The day we went home from McMaster

A few hours later the doctors talked about brain tumours, meningitis & epilepsy.. the doctor's suggested that we go to McMaster Children's Hospital because there was nothing more they could do at our local hospital. We were at the Children's Hospital for 7 days and went through M.R.I's, E.E.G, Spinal Taps and an insane amount of blood work. My DH and I only left our son's side to have a shower at a hotel room that the Ronald McDonald House provided for us - but only left if there was a family member to stay by his side.

The entire time we were at the hospital going through procedure after procedure, I kept thinking to myself "Why would God give me this beautiful child for five months and then do this to me? What have I done to deserve this? What has my baby done to deserve this? and why us?" But as I walked the dark halls at night hugging my little boy, I would meet other mother's that were there doing the same thing.
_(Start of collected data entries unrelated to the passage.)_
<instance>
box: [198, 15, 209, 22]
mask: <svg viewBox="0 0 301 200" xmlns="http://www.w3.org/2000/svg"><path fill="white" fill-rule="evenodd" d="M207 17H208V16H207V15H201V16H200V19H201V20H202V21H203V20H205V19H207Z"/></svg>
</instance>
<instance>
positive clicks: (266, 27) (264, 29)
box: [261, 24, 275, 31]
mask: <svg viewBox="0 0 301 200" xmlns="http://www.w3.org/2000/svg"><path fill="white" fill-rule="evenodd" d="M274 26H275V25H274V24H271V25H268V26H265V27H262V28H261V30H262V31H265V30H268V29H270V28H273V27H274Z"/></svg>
I realized very quickly just how many sick children there are at these hospitals and that my son's seizures were so minor compared to the cancer & awful diseases some other children had.

We ended up leaving the hospital after 7 days with very few answers. He was unable to be diagnosed so he was diagnosed by default with "Infant Epilepsy" and was put on medication to control the seizures. It was at that moment that I realized how truly precious their small lives are & how quickly things can turn. I decided that I wasn't going to go back to work & that staying home with him was what I needed to do.

Four years later; here I am with another precious miracle and a fantastic four year old boy who is as normal as healthy as every other little boy!

DS at 3 years old

I am truly grateful for their health & don't take anything or any minute for granted because there are parents at those hospitals who have to go home without their children... I was lucky and I am blessed.